SOBREVIVENTES DO NAZISMO, por Francisco Barreto

Dachau, campo de concentração na Alemanha sob o nazismo (Imagem da Enciclopédia do Holocausto)

Nos meus intensos e jovens momentos fora do Brasil, alçam constantes voos na minha memória e me fazem pairar há mais de 50 anos, com meridiana clareza, eventos reveladores. Em junho de 1969, por exemplo, fui informado da possibilidade de trabalho estival para “studentsarbeiters” na Alemanha. Rumei para Munique ao encontro de Gehard Metsch, num burgo chamado Tittmoning na fronteira com a Áustria. Fui recebido com fidalguia e por poucos dias fiquei em sua casa, num burgo medieval onde residiam várias famílias e tinha um pequeno castelo que na era napoleônica fora repartido com os aldeões nada aristocráticos.

Metsch era uma figura notável que se refugiara no Brasil durante o nazismo e retornara à Alemanha em 1966, para viver com a mãe que se ultimava. Havia saído da Alemanha em 1938, fugindo da sanha nazista. Em 1933, depois de encarcerar judeus, socialistas, anarquistas, comunistas e ciganos, a ira genocida passou a perseguir os católicos que haviam se organizado para se opor a Hitler e Munique era o centro da ultima resistência católica ao nazismo.

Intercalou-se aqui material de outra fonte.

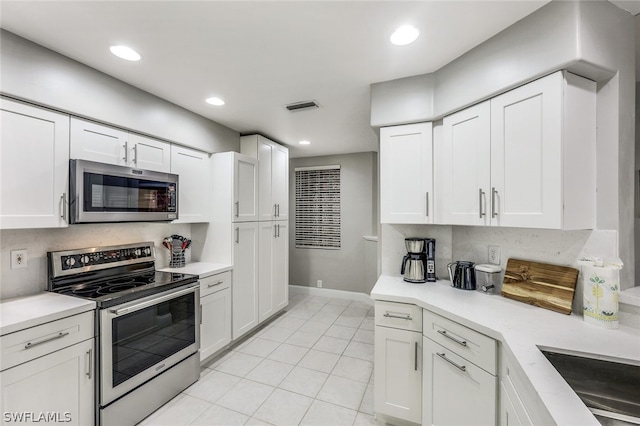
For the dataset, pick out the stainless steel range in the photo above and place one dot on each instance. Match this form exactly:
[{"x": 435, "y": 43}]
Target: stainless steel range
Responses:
[{"x": 147, "y": 326}]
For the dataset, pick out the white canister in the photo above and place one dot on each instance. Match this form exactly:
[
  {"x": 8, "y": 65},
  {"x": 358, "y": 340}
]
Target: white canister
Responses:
[{"x": 601, "y": 287}]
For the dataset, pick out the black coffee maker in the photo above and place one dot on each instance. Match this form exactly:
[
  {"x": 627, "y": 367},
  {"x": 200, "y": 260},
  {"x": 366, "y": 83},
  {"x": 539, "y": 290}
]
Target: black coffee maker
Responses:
[{"x": 418, "y": 265}]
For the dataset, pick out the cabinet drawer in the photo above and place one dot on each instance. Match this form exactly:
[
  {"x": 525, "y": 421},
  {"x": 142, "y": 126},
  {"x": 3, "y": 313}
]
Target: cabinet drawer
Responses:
[
  {"x": 34, "y": 342},
  {"x": 215, "y": 283},
  {"x": 465, "y": 342},
  {"x": 399, "y": 315}
]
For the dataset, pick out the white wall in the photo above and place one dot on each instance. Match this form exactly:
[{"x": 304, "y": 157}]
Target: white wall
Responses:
[
  {"x": 341, "y": 269},
  {"x": 594, "y": 39}
]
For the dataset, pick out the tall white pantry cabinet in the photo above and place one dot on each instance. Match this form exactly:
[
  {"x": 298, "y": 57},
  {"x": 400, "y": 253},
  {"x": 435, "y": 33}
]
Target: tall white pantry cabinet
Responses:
[
  {"x": 273, "y": 217},
  {"x": 249, "y": 235}
]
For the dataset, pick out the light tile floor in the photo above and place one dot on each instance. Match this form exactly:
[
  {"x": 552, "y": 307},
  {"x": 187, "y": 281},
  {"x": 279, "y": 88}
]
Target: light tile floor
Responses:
[{"x": 313, "y": 365}]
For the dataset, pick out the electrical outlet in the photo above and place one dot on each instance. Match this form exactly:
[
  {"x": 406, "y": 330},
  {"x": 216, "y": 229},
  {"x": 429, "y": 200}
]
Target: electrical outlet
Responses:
[
  {"x": 494, "y": 255},
  {"x": 18, "y": 259}
]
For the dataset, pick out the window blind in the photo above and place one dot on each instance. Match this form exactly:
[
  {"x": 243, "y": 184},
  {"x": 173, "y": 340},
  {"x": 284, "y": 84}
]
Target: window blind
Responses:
[{"x": 318, "y": 207}]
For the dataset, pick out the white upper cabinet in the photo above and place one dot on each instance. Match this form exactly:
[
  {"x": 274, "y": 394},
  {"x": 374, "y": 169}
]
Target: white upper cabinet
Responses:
[
  {"x": 461, "y": 169},
  {"x": 523, "y": 159},
  {"x": 192, "y": 167},
  {"x": 273, "y": 176},
  {"x": 149, "y": 154},
  {"x": 104, "y": 144},
  {"x": 34, "y": 172},
  {"x": 234, "y": 187},
  {"x": 406, "y": 178}
]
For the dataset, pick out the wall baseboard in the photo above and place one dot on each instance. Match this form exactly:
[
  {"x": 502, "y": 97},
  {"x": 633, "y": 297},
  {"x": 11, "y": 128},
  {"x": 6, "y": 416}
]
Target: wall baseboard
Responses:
[{"x": 327, "y": 292}]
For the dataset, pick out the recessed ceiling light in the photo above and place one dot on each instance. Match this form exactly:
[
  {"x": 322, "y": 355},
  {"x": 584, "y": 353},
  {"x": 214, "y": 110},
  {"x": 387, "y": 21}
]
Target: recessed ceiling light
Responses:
[
  {"x": 404, "y": 35},
  {"x": 215, "y": 101},
  {"x": 125, "y": 52}
]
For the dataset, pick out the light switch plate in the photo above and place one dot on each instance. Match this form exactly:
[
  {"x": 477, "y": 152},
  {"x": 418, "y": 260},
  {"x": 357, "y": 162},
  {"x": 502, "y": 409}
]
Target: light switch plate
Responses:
[{"x": 19, "y": 259}]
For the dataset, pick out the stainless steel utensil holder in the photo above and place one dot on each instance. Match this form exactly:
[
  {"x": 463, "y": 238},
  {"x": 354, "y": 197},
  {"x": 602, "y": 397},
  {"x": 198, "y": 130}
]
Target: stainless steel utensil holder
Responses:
[{"x": 177, "y": 258}]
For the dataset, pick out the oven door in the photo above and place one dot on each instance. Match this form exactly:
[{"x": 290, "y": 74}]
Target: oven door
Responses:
[{"x": 143, "y": 338}]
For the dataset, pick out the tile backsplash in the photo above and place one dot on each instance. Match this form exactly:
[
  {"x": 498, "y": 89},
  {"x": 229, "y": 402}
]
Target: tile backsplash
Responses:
[{"x": 37, "y": 242}]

Implacavelmente, centenas de resistentes católicos bávaros foram presos, condenados a morte em câmaras de gás em Dachau, campo de concentração nos arredores de Munique reservado a religiosos, políticos e sindicalistas.  Metsch, condenado à morte à revelia, fugiu a tempo para o Brasil. Tive a profunda tristeza de visitar Dachau em 1972.

Metsch foi preso em 1936 e, como era apenas um adolescente, solto migrou para a Áustria. Em 1938, com a anexação da Áustria, foi para a Suíça, onde obteve um passaporte do Vaticano mediado por Anna Freud. Veio para o Brasil, onde ficou até 1966. Recebido no Brasil sob a ditadura de Vargas, nos anos 40 foi preso algumas vezes sob a brutal acusação de ser espião nazista. Graças à amizade dele com Anna Freud, obteve um laisser passer rumou de Marseille ao Rio de Janeiro e passou a morar em Petrópolis. Tinha conhecido o pai de Anna, o grande Sigmund Freud. Segundo ele, havia morado com a família Freud por algum tempo.

Em Petrópolis, ensinou alemão e conviveu muitos anos com Stefan Zweig e esposa, distinguido escritor judeu também refugiado no Brasil, de quem se tornou dileto amigo até a morte deste. Conviveu com o notável escritor até o seu desesperado suicídio com a esposa em 1942. Eram judeus e temiam a deportação, como acontecera com Olga Benário Prestes, em 1938 entregue à Gestapo por determinação de Vargas. Grávida, Olga é torturada brutalmente e morre em 1942, no campo de concentração de Bernburg. Havia dado à luz Anita Leocádia, que foi entregue à avó.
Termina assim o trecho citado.